State-mandated power contracts

State-mandated power contracts

April 01, 2014 | By Keith Martin in Washington, DC and Robert Shapiro in Washington, DC

State-mandated power contracts remain under a cloud.

The Federal Energy Regulatory Commission told a US appeals court in late March that certain long-term power purchase agreements that New Jersey required New Jersey utilities to sign went beyond the state’s power to require such contracts.

Last fall, US district courts in New Jersey and Maryland found, using nearly identical reasoning, that bidding programs both states used to direct regulated utilities to buy power from gas-fired independent generators under long-term contracts and pay prices that differed from the prices in the regional competitive market (the PJM market) violated the federal supremacy clause of the US Constitution. The supremacy clause bars states from doing things that conflict with federal rules in the same area. The US Congress has given the Federal Energy Regulatory Commission exclusive power to set wholesale electricity rates for most independent generators.

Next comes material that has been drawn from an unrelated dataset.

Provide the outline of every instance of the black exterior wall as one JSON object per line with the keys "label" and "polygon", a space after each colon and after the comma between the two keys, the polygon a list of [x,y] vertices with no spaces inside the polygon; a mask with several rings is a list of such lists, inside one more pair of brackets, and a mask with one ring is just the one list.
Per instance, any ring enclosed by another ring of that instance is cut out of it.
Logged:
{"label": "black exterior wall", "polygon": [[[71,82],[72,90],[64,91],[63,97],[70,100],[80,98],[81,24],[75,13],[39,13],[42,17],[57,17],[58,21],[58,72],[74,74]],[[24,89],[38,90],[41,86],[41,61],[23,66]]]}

The public utility regulatory commissions and the affected generators in the two states appealed the US district court decisions to US appeals courts for the 3d and 4th circuits.

The 3d circuit appeal is moving faster than the 4th circuit appeal. All of the briefs have been filed in the 3d circuit. The court asked FERC its view of whether the New Jersey program violated the supremacy clause. FERC said in a brief filed on March 20 that it agrees with the US district court that the New Jersey program “effectively sets the wholesale rate for capacity” in conflict with federal law. FERC said the state directive to independent generators to bid in a capacity auction “directly affects wholesale rates [in PJM], and, to that extent, is a preempted intrusion upon the Commission’s exclusive jurisdiction to regulate wholesales rates and practices affecting rates.” The court heard oral arguments in the case on March 27. A decision is expected within the next few months.

The 4th circuit appeals court is still collecting briefs in the Maryland case. If the two appeals courts decide the cases differently, then chances are greater than the issue will end up before the US Supreme Court.

The cases are being watched closely by other states that have comparable or similar programs to direct utilities to sign long-term wholesale power contracts based on specific state preferences or mandates.